Time to read: 12 minutes

If there is anything in my life that I am really proud of, it is my marriage to Michael. I didn’t believe relationships like ours could exist – I thought that I would have to settle somewhere, that there would be unspoken tensions or that things would seem to be a certain way publicly but behind closed doors they were not that way at all.

I can honestly say that I haven’t settled in a single area. Together we laugh often. We prioritize connection. We have a fulfilling and adventurous sex life. We have lots of conflicts and work through them quickly. We don’t sweep anything under the rug. We respect each other as individuals and continue to choose each other and our relationship daily.

None of this happened by accident or coincidence. Michael and I are not special in some way that makes the success in our relationship unattainable. We didn’t meet and naturally wind up here – we had to work for it. We continue to work for it. I use the word “work” intentionally here because it requires effort – together we decided the kind of relationship we wanted to have and now we dedicate our physical and mental energy to achieve that outcome.

Growing up I thought that you only needed to “work” on your relationship when something was wrong with it. I thought successful relationships didn’t have major problems, were filled with spontaneous arousal (meaning you just randomly want to jump your partners bones all the time) and a partner should be able to satisfy all my needs. Then I met Michael.

Michael and I hiking in Southern Utah, Summer 2015 just after we met.

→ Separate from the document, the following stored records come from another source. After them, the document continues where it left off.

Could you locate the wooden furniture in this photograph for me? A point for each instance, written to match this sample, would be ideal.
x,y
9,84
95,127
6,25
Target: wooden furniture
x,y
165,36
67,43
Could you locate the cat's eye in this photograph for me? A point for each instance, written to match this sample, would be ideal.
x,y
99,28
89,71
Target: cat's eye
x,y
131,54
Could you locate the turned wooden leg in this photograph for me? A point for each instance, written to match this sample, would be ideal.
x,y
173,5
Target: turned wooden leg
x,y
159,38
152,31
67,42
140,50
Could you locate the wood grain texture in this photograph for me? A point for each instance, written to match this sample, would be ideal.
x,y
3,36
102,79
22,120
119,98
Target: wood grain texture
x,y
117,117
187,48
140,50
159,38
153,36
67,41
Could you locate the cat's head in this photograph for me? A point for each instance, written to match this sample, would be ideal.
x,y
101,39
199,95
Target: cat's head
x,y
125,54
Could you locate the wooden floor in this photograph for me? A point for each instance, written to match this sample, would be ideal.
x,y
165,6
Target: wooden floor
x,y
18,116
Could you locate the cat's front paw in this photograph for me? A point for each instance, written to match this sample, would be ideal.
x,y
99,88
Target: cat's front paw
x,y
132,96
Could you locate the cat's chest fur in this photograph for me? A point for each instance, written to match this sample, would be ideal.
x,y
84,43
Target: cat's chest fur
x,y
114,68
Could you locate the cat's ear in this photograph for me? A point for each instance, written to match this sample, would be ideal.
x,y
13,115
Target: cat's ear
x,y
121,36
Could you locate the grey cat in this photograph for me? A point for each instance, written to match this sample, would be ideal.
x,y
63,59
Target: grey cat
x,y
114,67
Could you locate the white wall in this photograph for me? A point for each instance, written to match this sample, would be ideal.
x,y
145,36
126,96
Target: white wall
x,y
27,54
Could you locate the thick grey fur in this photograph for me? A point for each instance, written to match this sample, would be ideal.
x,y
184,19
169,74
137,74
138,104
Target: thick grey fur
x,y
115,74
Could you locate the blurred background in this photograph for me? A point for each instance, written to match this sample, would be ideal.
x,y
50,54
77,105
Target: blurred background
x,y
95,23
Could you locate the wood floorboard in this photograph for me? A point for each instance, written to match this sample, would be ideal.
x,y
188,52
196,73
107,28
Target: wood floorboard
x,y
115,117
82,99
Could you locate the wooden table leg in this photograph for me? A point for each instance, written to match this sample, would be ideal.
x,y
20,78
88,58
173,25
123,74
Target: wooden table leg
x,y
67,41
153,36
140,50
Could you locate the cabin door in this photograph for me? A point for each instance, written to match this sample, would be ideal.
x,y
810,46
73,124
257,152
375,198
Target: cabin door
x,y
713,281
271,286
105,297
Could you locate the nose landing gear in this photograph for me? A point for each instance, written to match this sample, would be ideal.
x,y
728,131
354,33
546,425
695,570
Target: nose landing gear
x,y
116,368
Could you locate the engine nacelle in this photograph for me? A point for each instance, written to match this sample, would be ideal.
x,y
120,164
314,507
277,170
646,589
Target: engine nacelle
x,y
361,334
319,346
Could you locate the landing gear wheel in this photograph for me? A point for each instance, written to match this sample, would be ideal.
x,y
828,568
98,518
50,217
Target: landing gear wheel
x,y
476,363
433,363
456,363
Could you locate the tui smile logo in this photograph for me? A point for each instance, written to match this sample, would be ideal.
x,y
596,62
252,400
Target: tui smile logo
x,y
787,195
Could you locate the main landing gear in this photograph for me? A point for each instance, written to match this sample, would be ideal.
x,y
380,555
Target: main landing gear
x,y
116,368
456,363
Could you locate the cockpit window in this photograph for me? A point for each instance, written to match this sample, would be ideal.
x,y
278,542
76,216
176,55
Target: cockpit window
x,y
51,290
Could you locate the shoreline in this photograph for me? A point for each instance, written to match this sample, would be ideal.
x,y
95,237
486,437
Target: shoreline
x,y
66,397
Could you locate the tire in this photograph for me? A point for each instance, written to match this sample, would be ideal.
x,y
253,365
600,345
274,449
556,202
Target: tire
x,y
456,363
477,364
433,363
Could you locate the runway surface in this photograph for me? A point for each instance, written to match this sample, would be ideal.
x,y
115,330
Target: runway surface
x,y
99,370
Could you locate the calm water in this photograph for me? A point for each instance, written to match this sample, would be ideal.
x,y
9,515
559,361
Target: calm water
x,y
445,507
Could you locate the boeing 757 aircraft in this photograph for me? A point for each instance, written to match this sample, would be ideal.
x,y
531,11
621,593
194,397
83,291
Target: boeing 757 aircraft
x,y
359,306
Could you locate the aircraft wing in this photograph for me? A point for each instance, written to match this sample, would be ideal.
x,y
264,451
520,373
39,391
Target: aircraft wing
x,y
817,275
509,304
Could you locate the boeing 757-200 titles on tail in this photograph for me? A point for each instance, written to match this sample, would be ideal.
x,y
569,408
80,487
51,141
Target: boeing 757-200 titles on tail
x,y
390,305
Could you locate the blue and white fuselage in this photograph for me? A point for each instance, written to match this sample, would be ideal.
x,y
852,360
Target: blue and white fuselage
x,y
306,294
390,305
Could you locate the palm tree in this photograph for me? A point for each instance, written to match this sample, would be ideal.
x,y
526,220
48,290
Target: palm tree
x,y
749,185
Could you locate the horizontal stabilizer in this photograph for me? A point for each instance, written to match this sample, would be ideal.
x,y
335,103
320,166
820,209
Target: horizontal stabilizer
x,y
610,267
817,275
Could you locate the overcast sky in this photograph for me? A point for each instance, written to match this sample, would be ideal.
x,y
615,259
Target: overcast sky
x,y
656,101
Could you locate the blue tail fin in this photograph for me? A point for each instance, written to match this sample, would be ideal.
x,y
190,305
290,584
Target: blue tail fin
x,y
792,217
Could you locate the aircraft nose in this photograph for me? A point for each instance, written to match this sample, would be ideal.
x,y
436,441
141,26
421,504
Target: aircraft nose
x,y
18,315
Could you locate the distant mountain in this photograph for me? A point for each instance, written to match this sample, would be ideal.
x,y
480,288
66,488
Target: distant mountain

When Michael was 17 he went to rehab for drug addiction in Southern Utah and began his journey to sobriety from opiates. I met him after years of AA meetings and therapy (individual, family and group) and I was in awe of the man he was. What attracted me to him most was his integrity – something I wouldn’t fully understand until years later but felt immediately – he really tried to be the man he said he was. I wanted to be like him and as we got to know each other he attributed much of his way of being to rehab and therapy. I thought to myself “do I need to go through heroin addiction in order to get the benefits he has gotten?” my answer was a loud and resounding “no”.

My belief system around relationships and even personal growth was something like “if it ain’t broke don’t fix it”. All of a sudden that story was being challenged. I started asking myself things like:

  • Can we be proactive and prevent a relationship from breaking?
  • Does therapy and intentional communication only benefit us when something is wrong?
  • What would relationships be like if we took the time to talk about our feelings long before they fester and turn into something bigger?
  • How often are our feelings rooted in a misunderstanding?

I realized after meeting Michael and through our years of marriage that the way I viewed relationships needed a major upgrade – I went from “if it ain’t broke don’t fix it” to “the best time to fix a leaky roof is when it’s not raining”. In other words, there is never a better time to work on yourself or your relationship than when things are going well. Think about it: when you are hurt or challenged by conflict, emotions are high. You most likely lean towards protecting your point of view and can easily get defensive in discussions. When things are going well, you are more open minded, can stay regulated, are more willing to see where you can improve or areas you can take accountability. Both are important but the latter is not encouraged or talked about in general society. 

For some reason or another the message I received from the world was that therapy or things of the sort were things we don’t talk about openly or are meant for when we have big problems. It’s the kind of thing that makes you start whispering in the middle of a conversation, “my husband and I started therapy this week” said in hush tones so no one else can hear.

I decided that was not a story I wanted to adopt for myself. Instead I wanted to replace it with something more empowering – something like:

  • Therapy is cool
  • Talking about your feelings is important and can help you live a better life
  • Being vulnerable with others makes you stronger, more connected and happier
  • Your level of success goes hand in hand with your own personal development

What happened next is one of those moments where I stopped and really considered if somewhere out there, the Universe is looking out for me. 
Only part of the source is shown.